Lena Dunham on “The Big Chill” Generation
Posted on August 4, 2014 at 3:47 pm
I am a big fan of Lena Dunham, and her essay on “The Big Chill” and its generation — her parents’ generation — is enormously thoughtful and beautifully written. Her insight and her generosity of spirit are very moving. And it reminds us that film can be, at its best, what Roger Ebert called “an empathy machine.” You can never know your parents as they were when they were your age. But, Dunham says, movies like this can remind us that once they were young and certain they would never become like their own parents.
https://www.youtube.com/watch?v=O19k-YtwXTgThere is so much you can’t imagine.

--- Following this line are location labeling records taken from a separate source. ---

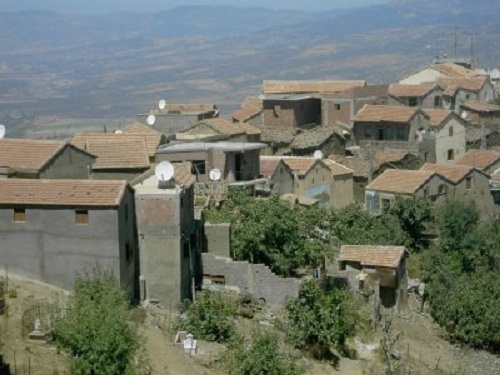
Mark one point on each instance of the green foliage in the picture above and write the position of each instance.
(462, 276)
(209, 317)
(261, 357)
(95, 331)
(317, 320)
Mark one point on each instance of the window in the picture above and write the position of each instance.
(81, 217)
(468, 183)
(19, 215)
(198, 167)
(451, 154)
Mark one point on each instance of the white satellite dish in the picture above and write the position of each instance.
(164, 171)
(151, 120)
(318, 155)
(215, 174)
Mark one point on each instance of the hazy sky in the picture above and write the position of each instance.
(107, 6)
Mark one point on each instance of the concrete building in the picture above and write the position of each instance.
(382, 191)
(169, 237)
(174, 118)
(377, 271)
(119, 156)
(26, 158)
(51, 229)
(238, 162)
(446, 143)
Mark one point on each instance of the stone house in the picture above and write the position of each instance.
(119, 156)
(446, 143)
(51, 229)
(238, 162)
(176, 117)
(169, 237)
(390, 127)
(487, 161)
(376, 270)
(425, 95)
(381, 192)
(26, 158)
(467, 183)
(217, 129)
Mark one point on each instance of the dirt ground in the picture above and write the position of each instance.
(419, 344)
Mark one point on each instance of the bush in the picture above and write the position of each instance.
(209, 317)
(95, 330)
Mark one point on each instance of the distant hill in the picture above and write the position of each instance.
(115, 66)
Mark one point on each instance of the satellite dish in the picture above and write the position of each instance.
(164, 171)
(151, 120)
(318, 155)
(214, 174)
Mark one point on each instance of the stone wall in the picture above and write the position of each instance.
(256, 279)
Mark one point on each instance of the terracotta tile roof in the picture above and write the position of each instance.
(400, 181)
(390, 156)
(313, 138)
(388, 113)
(454, 173)
(405, 91)
(376, 256)
(151, 141)
(300, 87)
(437, 116)
(62, 192)
(454, 70)
(27, 153)
(477, 106)
(336, 168)
(114, 150)
(453, 84)
(480, 159)
(268, 166)
(245, 113)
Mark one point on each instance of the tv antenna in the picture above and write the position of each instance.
(215, 174)
(151, 119)
(318, 155)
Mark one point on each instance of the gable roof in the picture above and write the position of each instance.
(104, 193)
(151, 141)
(454, 173)
(480, 159)
(30, 154)
(368, 255)
(312, 86)
(245, 113)
(400, 181)
(386, 113)
(406, 91)
(336, 168)
(437, 116)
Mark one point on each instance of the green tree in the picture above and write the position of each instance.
(95, 330)
(317, 321)
(209, 317)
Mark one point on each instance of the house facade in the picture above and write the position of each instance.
(52, 229)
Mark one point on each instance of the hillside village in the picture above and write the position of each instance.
(136, 199)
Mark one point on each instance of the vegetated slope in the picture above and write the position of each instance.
(118, 65)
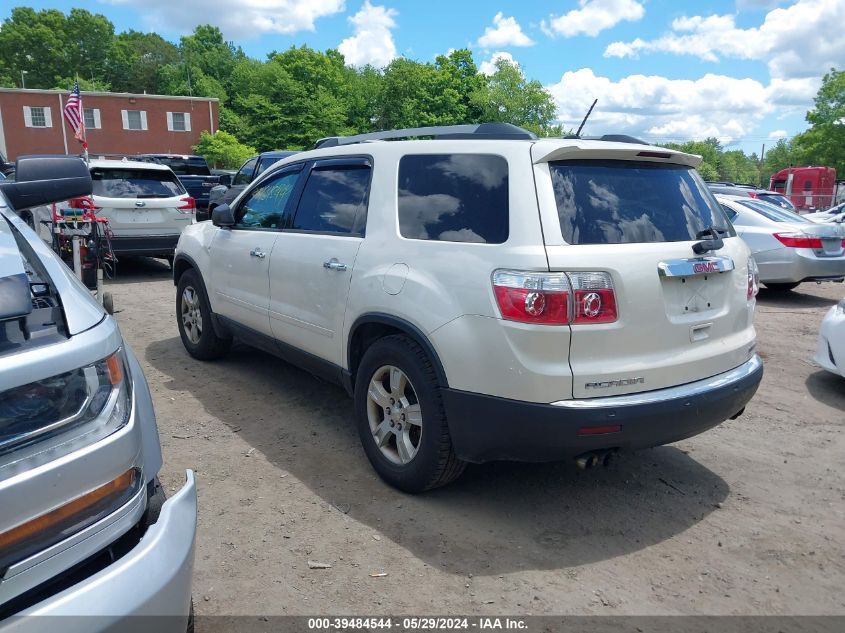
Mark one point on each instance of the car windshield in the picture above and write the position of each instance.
(774, 213)
(186, 166)
(614, 202)
(135, 183)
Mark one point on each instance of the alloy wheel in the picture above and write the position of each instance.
(394, 414)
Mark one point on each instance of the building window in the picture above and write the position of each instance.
(37, 116)
(92, 119)
(134, 119)
(179, 121)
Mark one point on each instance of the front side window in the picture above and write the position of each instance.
(244, 176)
(334, 200)
(616, 202)
(454, 198)
(264, 206)
(135, 183)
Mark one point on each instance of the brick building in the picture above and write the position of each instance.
(31, 122)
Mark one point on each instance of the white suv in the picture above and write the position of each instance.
(485, 295)
(145, 203)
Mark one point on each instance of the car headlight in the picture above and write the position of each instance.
(95, 395)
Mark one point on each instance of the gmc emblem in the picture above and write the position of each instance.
(705, 267)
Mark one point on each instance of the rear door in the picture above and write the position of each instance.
(140, 201)
(681, 317)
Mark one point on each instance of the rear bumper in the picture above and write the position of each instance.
(152, 245)
(486, 428)
(153, 579)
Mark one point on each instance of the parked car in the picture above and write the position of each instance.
(85, 529)
(830, 351)
(468, 323)
(788, 248)
(834, 214)
(249, 171)
(146, 206)
(195, 174)
(752, 191)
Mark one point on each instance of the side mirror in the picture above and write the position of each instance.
(43, 180)
(223, 217)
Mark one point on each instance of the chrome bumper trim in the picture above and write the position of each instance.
(671, 393)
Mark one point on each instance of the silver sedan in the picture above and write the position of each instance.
(788, 248)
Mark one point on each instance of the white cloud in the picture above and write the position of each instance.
(659, 109)
(372, 42)
(488, 67)
(593, 17)
(504, 32)
(237, 18)
(799, 41)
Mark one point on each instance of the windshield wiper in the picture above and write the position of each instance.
(713, 244)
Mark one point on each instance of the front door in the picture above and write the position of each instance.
(241, 285)
(313, 260)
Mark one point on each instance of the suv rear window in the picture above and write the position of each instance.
(615, 202)
(135, 183)
(454, 198)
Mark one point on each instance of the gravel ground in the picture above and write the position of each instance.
(744, 519)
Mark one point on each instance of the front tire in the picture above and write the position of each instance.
(401, 419)
(782, 287)
(193, 316)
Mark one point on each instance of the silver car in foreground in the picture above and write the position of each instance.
(85, 529)
(788, 248)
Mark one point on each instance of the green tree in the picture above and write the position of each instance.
(509, 97)
(223, 150)
(417, 95)
(136, 59)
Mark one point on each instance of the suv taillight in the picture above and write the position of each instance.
(555, 298)
(189, 205)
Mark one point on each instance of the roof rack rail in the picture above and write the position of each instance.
(495, 131)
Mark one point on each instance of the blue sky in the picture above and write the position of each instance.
(742, 70)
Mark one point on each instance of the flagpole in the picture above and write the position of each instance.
(82, 123)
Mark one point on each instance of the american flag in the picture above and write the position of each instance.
(74, 115)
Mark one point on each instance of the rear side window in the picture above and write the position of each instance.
(136, 183)
(616, 202)
(454, 198)
(334, 200)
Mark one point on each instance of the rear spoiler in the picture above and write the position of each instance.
(548, 150)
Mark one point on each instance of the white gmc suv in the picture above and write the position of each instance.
(485, 294)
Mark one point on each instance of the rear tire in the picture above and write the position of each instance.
(781, 287)
(193, 317)
(395, 387)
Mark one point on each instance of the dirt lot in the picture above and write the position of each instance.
(745, 519)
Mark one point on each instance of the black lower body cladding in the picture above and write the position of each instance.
(486, 428)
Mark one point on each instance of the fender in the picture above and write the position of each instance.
(402, 325)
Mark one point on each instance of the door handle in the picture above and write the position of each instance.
(333, 264)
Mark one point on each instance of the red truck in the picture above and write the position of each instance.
(809, 188)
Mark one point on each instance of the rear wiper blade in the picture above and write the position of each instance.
(713, 244)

You can’t imagine your parents on this weekend, dancing around the kitchen to Motown as they cook a big meal, moving their butts jauntily and leading with their shoulders. Many years later, at your bat mitzvah or your cousin Stephanie’s wedding, the way they dance will make you want to kill yourself. But if you could see them over this weekend, all together, if you trained a camera on them and let them dance back and forth, you would understand: they were young once too, and this is how they learned to dance, and now every time they dance that way they feel young again, even if you’re scowling at them from across the room and wishing they would explode.
What if someone found a way to show you? To show you that your father’s friend with the glasses and the nasal voice, someone found him sexy once, held his hand furtively, thought he was the wit of the century. And your mother’s friend with the bouclé jacket who calls a thousand times to ask if you got her email about her son’s wedding invitations? Someone once wanted her badly enough that he chased her into the freezing yard and gnawed on her neck like a lamb shank. And that big lazy drunk who sends money at Christmas, who gets food stuck in his mustache and dates social workers? Well, he did the gnawing. And your aunt who isn’t really technically your aunt, she did want kids of her own. She tried.